THE STORY OF SONNY BOY SLIM
(Warner)
Wenn du als neuer Heilsbringer eines gewissen Genres gefeiert wirst, kannst du eigentlich als Künstler nur verlieren oder mit beinahe unangemessener Gelassenheit eine neue Scheibe nachschieben, die gleich mit der gesamten amerikanischen Musikhistorie aufräumt. Und das tut Gary Clark Jr.: Der macht sich auf THE STORY OF SONNY BOY SLIM nämlich Blues, Rock, Soul, Hip Hop, R’n’B und Disco wie selbstverständlich zu eigen.
15 Noel Gallagher’s High Flying Birds
CHASING YESTERDAY
(Sour Mash/Indigo)
Es scheint wie blanker Hohn, eines der entspannt souveränsten Alben der letzten zwölf Monate so zu betiteln. Hier wird nicht gehetzt und in Richtung Vergangenheit ist hier auch keiner gewandt. Warum auch?Noel hat keinen Stress nötig. Er steht über den Dingen, denn er ist der Songwriter von Oasis.
14 Israel Nash
ISRAEL NASH’S SILVER SEASON
(Loose Music/Rough Trade)
ISRAEL NASH’S SILVER SEASON ist Musik gewordenes Gold, das in dieser puren Form – wie der Texaner hier zeigt – nicht nur Neil Young im Herzen trägt. Ohne geklaut zu haben, schwingen hier stets das Storytelling, der raue Folk, die wüste Psychedelic, die Weite des Americana-Landes und ja, auch die Stimme des Großmeisters mit.
13 Kadavar
BERLIN
(Nuclear Blast/Warner)
Musiker und ihre innig empfundene Beziehung zu Metropolen ist ein bücherfüllendes Thema. Die Stadt als Muse selbst, als urbane Personifizierung, als Projektionsfläche all dessen, wofür die Band steht, zieht sich kreuz und quer durch den Rock-Kanon. Berlin nimmt in diesem Kanon eine besondere Rolle ein. David Bowie, U2, Iggy Pop, sie alle kamen suchend nach Berlin. Und fanden. Fanden Inspiration für legendäre Klassiker, fanden aber auch den Exzess, den Taumel ins Bodenlose.
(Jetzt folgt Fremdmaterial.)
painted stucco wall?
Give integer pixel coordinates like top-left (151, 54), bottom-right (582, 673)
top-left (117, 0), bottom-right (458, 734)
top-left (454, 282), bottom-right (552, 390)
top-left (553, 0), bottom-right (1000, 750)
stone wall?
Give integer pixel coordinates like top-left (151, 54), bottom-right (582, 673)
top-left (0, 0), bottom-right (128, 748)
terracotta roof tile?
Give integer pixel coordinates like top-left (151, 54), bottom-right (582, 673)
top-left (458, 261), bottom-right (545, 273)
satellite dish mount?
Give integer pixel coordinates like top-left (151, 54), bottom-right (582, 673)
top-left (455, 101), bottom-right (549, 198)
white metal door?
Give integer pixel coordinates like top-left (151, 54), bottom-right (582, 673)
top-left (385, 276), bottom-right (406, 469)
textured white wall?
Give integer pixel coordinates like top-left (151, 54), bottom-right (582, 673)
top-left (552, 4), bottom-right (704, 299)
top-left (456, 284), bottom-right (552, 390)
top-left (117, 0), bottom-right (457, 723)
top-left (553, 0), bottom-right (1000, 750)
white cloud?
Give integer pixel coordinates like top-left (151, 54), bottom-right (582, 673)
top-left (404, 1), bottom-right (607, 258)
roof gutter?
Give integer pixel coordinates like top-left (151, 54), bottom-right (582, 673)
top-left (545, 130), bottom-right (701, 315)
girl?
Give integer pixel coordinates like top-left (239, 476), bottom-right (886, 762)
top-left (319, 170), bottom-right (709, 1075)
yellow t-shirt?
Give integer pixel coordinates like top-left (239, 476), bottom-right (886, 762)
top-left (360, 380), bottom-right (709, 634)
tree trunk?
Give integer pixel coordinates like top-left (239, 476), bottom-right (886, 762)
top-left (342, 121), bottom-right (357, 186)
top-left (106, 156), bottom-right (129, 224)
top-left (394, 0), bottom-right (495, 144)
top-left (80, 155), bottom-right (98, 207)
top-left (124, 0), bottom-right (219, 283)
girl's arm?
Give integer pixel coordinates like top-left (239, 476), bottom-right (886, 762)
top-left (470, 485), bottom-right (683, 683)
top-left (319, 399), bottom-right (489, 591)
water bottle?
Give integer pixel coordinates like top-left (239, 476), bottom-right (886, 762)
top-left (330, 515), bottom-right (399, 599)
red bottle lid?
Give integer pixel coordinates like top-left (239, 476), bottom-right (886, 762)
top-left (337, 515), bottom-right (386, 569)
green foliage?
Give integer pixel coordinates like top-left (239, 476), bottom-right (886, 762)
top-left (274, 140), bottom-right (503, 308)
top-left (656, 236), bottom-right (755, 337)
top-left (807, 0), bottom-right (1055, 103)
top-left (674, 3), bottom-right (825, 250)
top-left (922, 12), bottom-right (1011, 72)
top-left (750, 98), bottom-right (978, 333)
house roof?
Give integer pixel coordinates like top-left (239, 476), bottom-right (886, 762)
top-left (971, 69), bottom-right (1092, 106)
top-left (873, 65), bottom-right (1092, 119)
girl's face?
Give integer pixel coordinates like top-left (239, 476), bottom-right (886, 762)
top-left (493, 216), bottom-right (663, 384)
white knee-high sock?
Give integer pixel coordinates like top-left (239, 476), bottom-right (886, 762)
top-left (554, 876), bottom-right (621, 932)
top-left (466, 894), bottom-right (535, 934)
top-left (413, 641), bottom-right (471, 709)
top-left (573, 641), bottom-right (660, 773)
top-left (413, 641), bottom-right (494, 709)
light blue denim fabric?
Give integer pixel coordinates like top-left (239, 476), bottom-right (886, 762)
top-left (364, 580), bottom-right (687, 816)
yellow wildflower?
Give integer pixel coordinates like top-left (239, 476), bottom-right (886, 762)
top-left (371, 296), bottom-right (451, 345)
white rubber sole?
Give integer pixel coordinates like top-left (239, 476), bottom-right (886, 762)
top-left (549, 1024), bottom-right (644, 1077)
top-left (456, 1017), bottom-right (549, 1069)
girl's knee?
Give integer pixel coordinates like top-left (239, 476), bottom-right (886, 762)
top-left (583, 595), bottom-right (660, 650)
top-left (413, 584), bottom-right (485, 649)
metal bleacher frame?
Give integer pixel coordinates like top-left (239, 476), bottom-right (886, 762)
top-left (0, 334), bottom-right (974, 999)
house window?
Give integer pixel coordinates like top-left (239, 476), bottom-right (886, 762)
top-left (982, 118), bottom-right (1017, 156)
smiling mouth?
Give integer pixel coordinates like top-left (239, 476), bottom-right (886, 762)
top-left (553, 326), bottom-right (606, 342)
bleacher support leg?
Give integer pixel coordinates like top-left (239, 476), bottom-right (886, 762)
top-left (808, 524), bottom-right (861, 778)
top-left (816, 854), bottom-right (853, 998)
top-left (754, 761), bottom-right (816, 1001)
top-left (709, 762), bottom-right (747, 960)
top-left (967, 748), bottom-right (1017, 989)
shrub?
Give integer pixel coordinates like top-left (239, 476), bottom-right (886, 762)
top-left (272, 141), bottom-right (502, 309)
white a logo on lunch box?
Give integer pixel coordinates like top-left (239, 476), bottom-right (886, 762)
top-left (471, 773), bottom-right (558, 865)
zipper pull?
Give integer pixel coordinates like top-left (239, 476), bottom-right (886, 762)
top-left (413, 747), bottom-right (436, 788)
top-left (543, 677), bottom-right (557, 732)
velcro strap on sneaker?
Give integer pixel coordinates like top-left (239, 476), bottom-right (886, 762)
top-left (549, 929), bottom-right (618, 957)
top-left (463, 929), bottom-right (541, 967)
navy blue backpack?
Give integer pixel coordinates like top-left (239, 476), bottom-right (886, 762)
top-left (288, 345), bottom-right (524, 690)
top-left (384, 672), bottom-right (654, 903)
Vor einigen Jahren verschlägt es wieder einmal ein paar Musiker nach Berlin. Hier gründen sie eine Band namens Kadavar, die sich in kurzer Zeit vom Geheimtipp zu Deutschlands führender Classic-Rock-Instanz entwickelt. Im Sommer 2015 trägt die Band dem Rechnung. Indem sie ihr drittes Album schlicht BERLIN betitelt, bringt sie zum Ausdruck, was in den fünf Jahren seit Bandgründung passiert ist. Das wäre ohne diese Stadt nicht möglich gewesen, sind sich die drei Bartträger sicher. In den großen Sonnenbrillengläsern des Cover-Girls spiegelt sich der Flughafen Tempelhof, ebenso nostalgieumweht gibt sich die Musik. Es ist ihr Geniestreich, dieses Album, der uneingeschränkte Höhepunkt und das vorläufige Ende einer beeindruckend dynamischen Bandentwicklung. BERLIN atmet die klassische Dreierbesetzung, rockt wie wild, hat beeindruckend arrangierte und toll komponierte Hits in Hülle und Fülle. Sogar die zugegebenermaßen nicht gerade leichte Aufgabe, Nicos sentimental-verdrogte Nummer ›Reich der Träume‹ zu interpretieren, gelingt ihnen scheinbar schlafwandelnd. So ist das eben, wenn man mal einen Lauf hat. Das wussten die Scorpions, die in den 70ern einen Klassiker nach dem anderem raushauten, das war auch Led Zeppelin klar, die in nicht mal drei Jahren ihre vier ersten Platten veröffentlichten. Für Kadavar ist BERLIN eine Weichenstellung, die sie 2016 mehr oder weniger konstant auf Tournee schicken und ihr eine rosige Zukunft bescheren wird. Für die Hauptstadt ist es nach all den Gossensongs über sie ein aufrichtig gemeinter Liebesbeweis. Mit Bart.
Björn Springorum
12 The Dead Daisies
REVOLUCIÓN
(Spitfire/Rough Trade)
Eine hochqualifizierte Herrenrunde, deren Mitglieder aus solch illustren Bands wie Thin Lizzy und Guns N’ Roses stammen, gründet eine Band nur aus einem Grund: Freude am guten, alten, patenten Rock. Die eine Bereicherung, die den Dead Daisies bei ihrem Debüt noch fehlte ist ihr neuer Sänger: John Crabi, ehemals Interimsfrontmann bei Mötley Crüe, macht REVOLUCIÓN mit seinem naturgewaltigen Organ zu einer leidenschaftlichen Liebeserklärung an die Musik.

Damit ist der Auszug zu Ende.